Znalazłem się w przestrzeni intelektualnej rozpiętej pomiędzy lekturą książki o Konstantynie, a doznaniem Rzymu w realu. Z jednej strony słowa, słowa, słowa, a z drugiej kamienie, kamienie, kamienie. I muszę przyznać, że to bardzo ciekawa przestrzeń. Przestrzeń umykająca jak horyzont opisowi. Przy okazji refleksja, że Rzym, miasto istniejące nieprzerwanie prawie 3000 lat, jakoś nie bardzo pasuje do włoskiego państwa. Ba Rzymowi państwo jest zupełnie zbędne. Bo to Rzym jest potrzebny Włochom i światu.
Sklejamy dosyć nieporadnie historie miast, narodów, kultur w byty ułomne jakimi są państwa. Ta naiwność rodzi zresztą później kompleksy. Bo nic w tej sklejance nie pasuje. Wszystko jest naciągane. Z mieszkańców Rzymu na siłę robi się Włochów, a w obywatelach państwa włoskiego widzi się Rzymian. Skomplikowany proces antropologiczny redukuje się do czytanki dla dziesięciolatków. Tymczasem Rzym jest czymś czego nie da się zwyczajnie zrozumieć lub intelektualnie ogarnąć. Ale to rodzaj intelektualnego źródła.
Jednak tu nie o sam Rzym chodzi. To dotyczy każdego miejsca na ziemi, a także każdego z nas. Rzym tę zniewagę, jaką polityka i bieżąca potrzeba państwowa nam wyrządza, wyraźnie uzmysławia. Jesteśmy bowiem obywatelami konkretnego miejsca, a nie abstrakcyjnej przestrzeni. Czy to państwa, czy to ojczyzny. Organizujemy się w naród i państwo będąc niejako pod przymusem. Nigdy dobrowolnie, w naturalnym odruchu. Najczęściej zmuszeni. Albo przez władzę, albo przez wroga. Przez władzę, kiedy chce nami podbijać innych, albo przez wroga, który nas chce zniewolić.
Świat z perspektywy Rzymu jest generalnie optymistyczny. W niej wszystko płynie, wszystko się zmienia, a jednak swoiście trwa. Trwa w kulturze, która żywi się śladami przeszłości. W kulturze bowiem nic nie ginie. Wzniosłość, barbarzyństwo, praktyczność ewoluują. Są ciągłością. Wielopokoleniową sztafetą, z której my, ludzie wciąż czerpiemy inspiracje. Nawet o tym nie wiedząc. Każdy na swojej gałęzi wielkiego drzewa jakim jest kultura. Nie ta pisana przez duże „K”, ale ta rozumiana szeroko, uniwersalnie, jako dzieło myśli i rąk ludzkich.

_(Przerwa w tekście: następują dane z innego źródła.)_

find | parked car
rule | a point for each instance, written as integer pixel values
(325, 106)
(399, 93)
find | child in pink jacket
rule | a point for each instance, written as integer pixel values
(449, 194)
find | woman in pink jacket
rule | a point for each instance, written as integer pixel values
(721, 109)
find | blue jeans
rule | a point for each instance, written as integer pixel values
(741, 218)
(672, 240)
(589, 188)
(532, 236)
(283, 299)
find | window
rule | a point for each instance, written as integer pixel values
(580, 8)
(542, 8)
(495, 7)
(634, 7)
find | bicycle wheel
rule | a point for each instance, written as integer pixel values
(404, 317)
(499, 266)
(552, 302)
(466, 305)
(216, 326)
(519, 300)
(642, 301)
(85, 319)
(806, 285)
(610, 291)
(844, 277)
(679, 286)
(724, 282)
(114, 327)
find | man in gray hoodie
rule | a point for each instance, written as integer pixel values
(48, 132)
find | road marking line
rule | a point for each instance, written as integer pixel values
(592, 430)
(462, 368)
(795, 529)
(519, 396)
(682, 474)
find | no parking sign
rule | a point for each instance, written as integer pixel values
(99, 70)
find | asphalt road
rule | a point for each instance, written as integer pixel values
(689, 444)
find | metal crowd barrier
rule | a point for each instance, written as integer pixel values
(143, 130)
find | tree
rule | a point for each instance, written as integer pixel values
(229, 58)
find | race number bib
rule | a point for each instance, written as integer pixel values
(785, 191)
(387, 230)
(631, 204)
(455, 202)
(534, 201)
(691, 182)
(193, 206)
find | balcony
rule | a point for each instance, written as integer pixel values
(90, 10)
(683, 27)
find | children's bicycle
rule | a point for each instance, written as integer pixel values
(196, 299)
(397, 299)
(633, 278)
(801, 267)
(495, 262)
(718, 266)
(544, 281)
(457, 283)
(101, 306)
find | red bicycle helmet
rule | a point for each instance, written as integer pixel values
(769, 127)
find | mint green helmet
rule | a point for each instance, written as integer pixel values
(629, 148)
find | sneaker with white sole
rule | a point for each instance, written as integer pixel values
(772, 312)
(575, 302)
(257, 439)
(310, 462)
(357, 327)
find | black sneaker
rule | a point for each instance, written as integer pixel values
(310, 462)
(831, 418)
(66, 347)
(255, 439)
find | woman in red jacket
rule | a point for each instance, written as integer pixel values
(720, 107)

Polska wyrasta z tego samego pnia co Rzym. To także pięknie rozwinięty, wiecznie żywy konar, który jakby wbrew organizatorom świata, tak skorych do niszczenia nas, żyje i rodzi wciąż nowe owoce. I choć nasza historia nie może się równać z historią Rzymu, to niewiele jest w Europie krajów o równie długiej historycznej kulturowej ciągłości. I tu także, tak jak w Rzymie, z ruin starego, bierze się budulec na budowle nowe. W powtarzającym się cyklu porażek i sukcesów. Z tych samych pierwiastków. Typowych tylko dla nas, Polaków. Unikalnych, a mimo to na swój sposób rzymskich.
Dlatego warto wiedzieć, że tak jak upadło Imperium Romanum, a Rzym pozostał Rzymem, tak jak upadały wszystkie kolejne imperia, tak upadnie Unia Europejska, TSUE, byty stricte papierowe, które są najmarniejszą ze wszystkich popłuczyn po Rzymie. A Polska pozostanie Polską, bo z Rzymu się wywodzi. Z tego, w którym bije także źródło nasze wiary.